The first mention of legibility came when the trial court stated during the hearing, “This exhibit — I don’t know how you describe it, it’s almost illegible,” to which State Farm responded, “Exactly. That’s one of our other problems.” The trial court then goes on to say, “How would you read it? You would have to have a magnifying glass”, to which State Farm again agrees. The dialogue between the trial court and State Farm shows that Smith was not aware that legibility of the billing ledger was an issue before the hearing and, more importantly, the legibility of the ledger was subjective and could not, as a matter of law, be found to be illegible for summary judgment purposes.

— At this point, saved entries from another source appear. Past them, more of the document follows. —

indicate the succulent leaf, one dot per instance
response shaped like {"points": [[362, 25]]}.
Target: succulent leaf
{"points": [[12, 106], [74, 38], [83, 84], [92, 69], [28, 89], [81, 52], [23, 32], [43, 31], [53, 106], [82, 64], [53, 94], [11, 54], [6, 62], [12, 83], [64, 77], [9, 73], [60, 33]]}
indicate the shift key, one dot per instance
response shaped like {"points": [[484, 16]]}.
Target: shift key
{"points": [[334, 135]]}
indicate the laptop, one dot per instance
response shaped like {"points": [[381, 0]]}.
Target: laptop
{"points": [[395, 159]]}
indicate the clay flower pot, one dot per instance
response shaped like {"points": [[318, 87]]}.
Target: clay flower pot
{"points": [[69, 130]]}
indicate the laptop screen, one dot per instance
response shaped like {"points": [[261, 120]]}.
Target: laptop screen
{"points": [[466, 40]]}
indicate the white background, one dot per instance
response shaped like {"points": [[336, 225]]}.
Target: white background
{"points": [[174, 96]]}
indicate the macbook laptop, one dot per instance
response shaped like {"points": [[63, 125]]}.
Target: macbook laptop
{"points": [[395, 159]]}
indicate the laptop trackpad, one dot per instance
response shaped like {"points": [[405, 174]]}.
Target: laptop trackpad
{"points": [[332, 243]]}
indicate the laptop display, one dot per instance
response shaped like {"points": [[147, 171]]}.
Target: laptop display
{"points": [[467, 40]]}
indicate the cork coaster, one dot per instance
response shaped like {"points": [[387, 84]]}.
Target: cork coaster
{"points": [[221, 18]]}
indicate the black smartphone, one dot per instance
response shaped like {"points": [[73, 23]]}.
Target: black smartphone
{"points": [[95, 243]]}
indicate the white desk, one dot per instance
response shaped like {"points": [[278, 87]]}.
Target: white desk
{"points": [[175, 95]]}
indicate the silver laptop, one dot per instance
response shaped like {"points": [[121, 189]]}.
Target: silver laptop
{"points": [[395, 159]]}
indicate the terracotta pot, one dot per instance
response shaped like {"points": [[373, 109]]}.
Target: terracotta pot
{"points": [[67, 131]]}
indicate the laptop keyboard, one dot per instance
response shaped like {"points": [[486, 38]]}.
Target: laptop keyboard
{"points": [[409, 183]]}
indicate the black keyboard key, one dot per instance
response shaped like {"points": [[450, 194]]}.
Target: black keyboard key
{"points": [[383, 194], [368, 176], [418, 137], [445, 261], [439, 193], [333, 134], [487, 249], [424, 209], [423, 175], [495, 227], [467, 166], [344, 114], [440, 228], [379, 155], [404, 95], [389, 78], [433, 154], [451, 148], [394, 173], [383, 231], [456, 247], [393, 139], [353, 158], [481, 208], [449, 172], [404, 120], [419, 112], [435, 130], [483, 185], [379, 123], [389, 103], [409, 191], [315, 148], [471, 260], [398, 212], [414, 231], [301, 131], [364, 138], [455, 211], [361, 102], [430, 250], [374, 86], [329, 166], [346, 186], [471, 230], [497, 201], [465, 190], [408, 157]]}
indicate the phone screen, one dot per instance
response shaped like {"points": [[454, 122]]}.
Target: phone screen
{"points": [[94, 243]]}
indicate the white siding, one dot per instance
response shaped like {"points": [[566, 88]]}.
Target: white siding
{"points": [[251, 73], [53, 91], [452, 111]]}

Nonetheless, under the “tipsy coachman rule,” the trial court’s ruling must be affirmed. See Malu v. Security National Insurance Company, 898 So.2d 69, 73 (Fla. 2005) (explaining the doctrine that allows an appellate court to affirm a trial court that reaches the right result for the wrong reason); City of Clearwater v. School Board of Pinellas County, 905 So.2d 1051, 1057 (Fla. 2d DCA 2005) (same). Although not a basis for the trial court’s ruling, the Court finds that the billing ledger was insufficient as it is undisputed that the ledger listed all treatment, not just the treatment for which payment was sought. (emphasis added). See e.g. Universal Health Care Center, Inc. v. Progressive Express Insurance Company, 11 Fla. L. Weekly Supp. 932 (Fla. 17th Cir. Ct. July 14, 2004)(granting summary judgment in favor of insured where form attached to the demand letter failed to specify the service provided, date of service, and the amount claimed as overdue); Ponte Vedra Chiropractic Medicine & P.T. v. Progressive American Insurance Company, 11 Fla. L. Weekly 829 (Fla. St. Johns Cty. Ct. July 8, 2004) (same). Under these facts, the Court concludes that Final Summary Judgment in favor of State Farm must be affirmed.

Therefore, it is,

ORDERED AND ADJUDGED that the Order Granting Final Summary Judgment is affirmed. It is further

ORDERED AND ADJUDGED that Appellee’s Motion for Appellate Attorney’s Fees and Costs is denied. (DAVID A. DEMERS, ANTHONY RONDOLINO, and PETER RAMSBERGER, JJ.)

__________________

1Florida Statutes, § 627.736(11)(a), mandates an insured to provide the insurer with written notice of an intent to initiate litigation, in the form of a demand letter, specifying “the name of any medical provider who rendered to an insured the treatment, services, accommodations, or supplies that form the basis of such claim; and an itemized statement specifying each exact amount, the date of treatment, service, or accommodation, and the type of benefit claimed to be due.” See Fla. Stat. § 627.736(11)(b)3.